Digital can printing, is a relatively new print technology that can be used on brite cans but has the advantage of fast turnaround times and low minimum order quantities. With its high-resolution graphics and speed to market, digital can printing technology also offers beverage companies a way to differentiate themselves in a competitive marketplace with easily customized graphics for limited edition SKUs, sponsorships, promotional campaigns, or distributor samples.
3. Shift to Bottles
While some brands can switch production to bottles, it isn’t an option for most craft breweries or smaller beverage companies as it requires different equipment.
4. Adjust Your Can Size
Allowing your beverage to pivot can size provides opportunities to adjust your production based on the availability of a different sized can. Keep in mind that switching can size requires longer lead times to meet regulatory requirements. Also, not all co-packers can run all can sizes, so you’ll need to ensure your production plans align with the cans you plan to use. (new UPC codes as well)

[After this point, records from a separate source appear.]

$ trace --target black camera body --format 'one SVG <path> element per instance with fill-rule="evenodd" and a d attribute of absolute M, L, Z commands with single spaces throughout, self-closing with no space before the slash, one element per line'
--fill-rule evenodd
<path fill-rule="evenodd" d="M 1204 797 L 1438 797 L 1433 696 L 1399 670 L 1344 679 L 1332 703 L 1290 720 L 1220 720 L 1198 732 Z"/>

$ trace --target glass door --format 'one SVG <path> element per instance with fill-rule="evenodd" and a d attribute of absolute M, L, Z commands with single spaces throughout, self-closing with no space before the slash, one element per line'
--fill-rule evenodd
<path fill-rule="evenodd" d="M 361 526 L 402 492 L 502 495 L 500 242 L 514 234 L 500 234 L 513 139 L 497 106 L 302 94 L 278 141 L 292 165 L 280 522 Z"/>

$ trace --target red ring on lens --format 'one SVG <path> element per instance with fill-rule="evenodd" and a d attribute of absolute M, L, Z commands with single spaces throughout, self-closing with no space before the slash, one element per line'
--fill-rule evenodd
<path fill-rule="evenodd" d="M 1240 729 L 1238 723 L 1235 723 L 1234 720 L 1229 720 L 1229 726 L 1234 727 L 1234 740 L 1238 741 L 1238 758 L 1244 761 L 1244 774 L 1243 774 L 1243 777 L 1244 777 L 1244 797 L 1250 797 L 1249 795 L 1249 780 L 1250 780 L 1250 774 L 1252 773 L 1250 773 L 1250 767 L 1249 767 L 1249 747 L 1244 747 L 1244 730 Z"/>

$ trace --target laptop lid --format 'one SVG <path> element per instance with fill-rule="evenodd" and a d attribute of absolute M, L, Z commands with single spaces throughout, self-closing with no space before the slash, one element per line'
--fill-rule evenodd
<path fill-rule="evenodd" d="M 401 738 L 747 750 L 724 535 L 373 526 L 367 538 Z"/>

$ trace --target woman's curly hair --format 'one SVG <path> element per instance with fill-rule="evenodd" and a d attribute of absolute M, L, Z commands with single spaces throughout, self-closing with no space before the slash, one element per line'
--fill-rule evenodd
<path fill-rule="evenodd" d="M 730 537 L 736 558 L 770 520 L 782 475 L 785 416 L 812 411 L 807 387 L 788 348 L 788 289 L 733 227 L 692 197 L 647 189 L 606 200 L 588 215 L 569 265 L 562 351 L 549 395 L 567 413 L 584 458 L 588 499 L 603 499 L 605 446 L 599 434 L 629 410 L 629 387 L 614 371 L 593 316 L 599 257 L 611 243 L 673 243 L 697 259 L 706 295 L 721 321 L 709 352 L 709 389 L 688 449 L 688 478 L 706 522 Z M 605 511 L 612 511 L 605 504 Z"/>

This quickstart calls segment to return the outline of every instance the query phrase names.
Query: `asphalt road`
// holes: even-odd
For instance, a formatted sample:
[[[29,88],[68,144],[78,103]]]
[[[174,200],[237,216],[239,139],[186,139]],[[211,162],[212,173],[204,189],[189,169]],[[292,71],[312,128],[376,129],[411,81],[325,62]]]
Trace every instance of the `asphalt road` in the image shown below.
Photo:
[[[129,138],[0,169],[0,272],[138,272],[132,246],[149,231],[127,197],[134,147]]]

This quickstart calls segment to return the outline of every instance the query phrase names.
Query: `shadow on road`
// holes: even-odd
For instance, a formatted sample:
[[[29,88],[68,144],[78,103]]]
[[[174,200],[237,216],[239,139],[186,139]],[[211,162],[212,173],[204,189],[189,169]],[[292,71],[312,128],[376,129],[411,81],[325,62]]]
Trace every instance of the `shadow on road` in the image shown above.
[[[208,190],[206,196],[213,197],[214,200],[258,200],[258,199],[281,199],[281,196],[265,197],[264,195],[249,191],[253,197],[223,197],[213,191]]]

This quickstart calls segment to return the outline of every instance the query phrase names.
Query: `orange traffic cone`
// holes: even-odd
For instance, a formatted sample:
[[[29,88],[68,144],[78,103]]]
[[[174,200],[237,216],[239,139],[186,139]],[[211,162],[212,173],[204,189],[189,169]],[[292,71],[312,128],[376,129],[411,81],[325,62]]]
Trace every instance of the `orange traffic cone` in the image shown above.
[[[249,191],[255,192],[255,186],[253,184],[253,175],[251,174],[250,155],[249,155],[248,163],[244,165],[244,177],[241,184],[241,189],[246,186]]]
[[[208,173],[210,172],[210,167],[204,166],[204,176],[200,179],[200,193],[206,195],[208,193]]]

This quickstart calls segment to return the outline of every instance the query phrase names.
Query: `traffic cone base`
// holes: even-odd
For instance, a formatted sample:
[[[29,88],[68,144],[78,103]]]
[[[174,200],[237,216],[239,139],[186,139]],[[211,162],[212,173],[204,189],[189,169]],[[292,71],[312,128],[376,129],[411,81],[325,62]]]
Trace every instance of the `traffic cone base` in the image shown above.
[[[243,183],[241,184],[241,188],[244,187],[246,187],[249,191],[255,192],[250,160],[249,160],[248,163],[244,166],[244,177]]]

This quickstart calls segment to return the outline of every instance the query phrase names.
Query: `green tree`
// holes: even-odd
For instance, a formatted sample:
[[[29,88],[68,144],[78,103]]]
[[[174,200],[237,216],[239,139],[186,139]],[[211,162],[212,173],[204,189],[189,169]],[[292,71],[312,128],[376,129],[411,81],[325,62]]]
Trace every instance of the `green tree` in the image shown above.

5. Pare Back Your Product Portfolio
In April of 2020, Coca-Cola announced that they were “ruthlessly prioritizing to deliver on core SKUs.” SKU rationalization allows companies to determine whether they should discontinue any SKUs to reduce unnecessary production and inventory costs for underperforming products.
What is Your Purchasing Plan for Cans?
One of the most significant advantages beverage companies have in a competitive market is getting the materials they need, when they need them, at a cost they can afford. While some brands will succumb to the stress of the can shortage, others will take a proactive approach to turn their purchasing and production strategies into a source of competitive advantage.